I've got two data sets (csv files) which I bring into a Pentaho DI transformation using a "CSV file input" step. File A has a column joincol
whose values appear in file B in column joincol
. I want to left join the data in file A with the data in file B on the condition A.joincol = B.joincol
to get the corresponding data from column wantcol
from file B.
Pretty simple stuff.
As a (necessary) preliminary step I sort both datasets on the columns to be joined on (namely A.joincol
and B.joincol
) ascending.
I then use a "Merge Join" step with the sorted data from file A as the "First Step" and the sorted data from file B as the "Second Step", and select the "Join Type" to be LEFT OUTER. I select "Get key fields" under the "Keys for 1st step" section and specify that joincol
is the only key field to join on, then do the same for "Keys for 2nd step".
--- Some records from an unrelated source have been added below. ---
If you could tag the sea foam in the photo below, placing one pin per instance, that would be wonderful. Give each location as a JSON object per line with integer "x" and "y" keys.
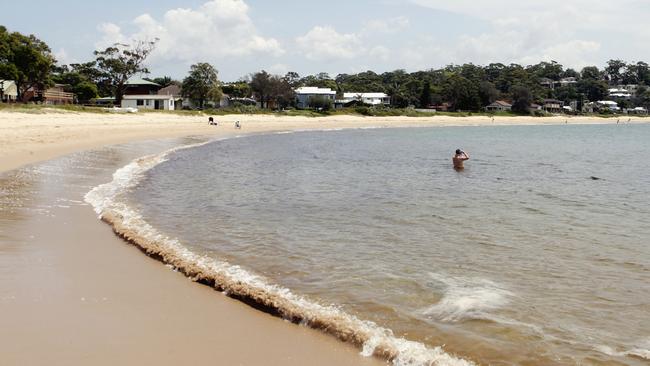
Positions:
{"x": 467, "y": 299}
{"x": 239, "y": 283}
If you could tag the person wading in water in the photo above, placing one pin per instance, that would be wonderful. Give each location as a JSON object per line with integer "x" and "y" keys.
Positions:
{"x": 459, "y": 158}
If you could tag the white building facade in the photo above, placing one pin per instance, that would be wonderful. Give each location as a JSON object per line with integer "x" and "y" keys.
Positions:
{"x": 374, "y": 99}
{"x": 8, "y": 91}
{"x": 161, "y": 102}
{"x": 305, "y": 94}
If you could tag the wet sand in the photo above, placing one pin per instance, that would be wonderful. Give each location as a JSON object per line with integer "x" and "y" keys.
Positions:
{"x": 73, "y": 293}
{"x": 28, "y": 137}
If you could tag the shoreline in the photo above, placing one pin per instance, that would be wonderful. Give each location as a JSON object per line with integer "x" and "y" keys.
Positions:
{"x": 74, "y": 293}
{"x": 27, "y": 138}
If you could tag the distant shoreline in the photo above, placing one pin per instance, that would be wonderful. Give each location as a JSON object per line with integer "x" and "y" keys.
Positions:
{"x": 31, "y": 136}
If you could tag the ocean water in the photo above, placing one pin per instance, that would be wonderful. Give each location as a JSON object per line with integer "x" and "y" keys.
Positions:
{"x": 538, "y": 253}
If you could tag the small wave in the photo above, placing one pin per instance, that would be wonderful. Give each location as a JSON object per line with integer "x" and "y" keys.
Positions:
{"x": 246, "y": 286}
{"x": 641, "y": 353}
{"x": 467, "y": 299}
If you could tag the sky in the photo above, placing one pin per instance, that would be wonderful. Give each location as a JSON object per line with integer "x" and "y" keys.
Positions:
{"x": 240, "y": 37}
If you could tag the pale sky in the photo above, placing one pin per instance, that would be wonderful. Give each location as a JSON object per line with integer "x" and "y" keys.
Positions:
{"x": 243, "y": 36}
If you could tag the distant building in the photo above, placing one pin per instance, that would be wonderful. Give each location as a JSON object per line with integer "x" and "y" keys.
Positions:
{"x": 145, "y": 101}
{"x": 173, "y": 91}
{"x": 568, "y": 81}
{"x": 8, "y": 91}
{"x": 305, "y": 94}
{"x": 608, "y": 105}
{"x": 619, "y": 93}
{"x": 499, "y": 106}
{"x": 548, "y": 83}
{"x": 373, "y": 99}
{"x": 57, "y": 95}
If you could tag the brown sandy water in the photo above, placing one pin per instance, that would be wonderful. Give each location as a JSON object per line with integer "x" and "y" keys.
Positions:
{"x": 72, "y": 293}
{"x": 534, "y": 255}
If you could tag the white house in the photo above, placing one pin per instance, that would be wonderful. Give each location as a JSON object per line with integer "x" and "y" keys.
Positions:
{"x": 366, "y": 98}
{"x": 8, "y": 91}
{"x": 638, "y": 110}
{"x": 306, "y": 93}
{"x": 499, "y": 106}
{"x": 165, "y": 102}
{"x": 608, "y": 104}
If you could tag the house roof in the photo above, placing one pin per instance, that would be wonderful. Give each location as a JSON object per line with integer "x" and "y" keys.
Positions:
{"x": 364, "y": 95}
{"x": 315, "y": 90}
{"x": 147, "y": 96}
{"x": 500, "y": 103}
{"x": 136, "y": 81}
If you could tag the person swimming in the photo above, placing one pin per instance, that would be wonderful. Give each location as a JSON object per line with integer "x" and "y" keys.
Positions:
{"x": 459, "y": 158}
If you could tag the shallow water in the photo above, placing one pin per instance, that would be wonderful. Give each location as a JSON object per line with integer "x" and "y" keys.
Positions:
{"x": 536, "y": 253}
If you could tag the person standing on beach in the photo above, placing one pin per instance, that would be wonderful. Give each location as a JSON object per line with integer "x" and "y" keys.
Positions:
{"x": 459, "y": 158}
So, the join partially works except:
- rows are dropped, which should be absolutely impossible with a left outer join
- the rows which are dropped are precisely those in the group of rows corresponding to the last value of
joincol
when it is sorted ascending.
I've confirmed that the values in file A's joincol
all appear in file B's joincol
by doing a vlookup in Excel. In any case, even if none of the values appeared in file B a left outer join should still leave me with at least all the rows I had going in.
I am new to Pentaho so I find it hard to believe that I stumbled upon such a crazy bug so early on in my exploration, which means I must be missing a step. However, I read the documentation for the merge join and believe I have followed all necessary steps (the ones I've laid out here). Can anyone let me know if I've missed something? Perhaps this is the result of a common error?
Thanks very much!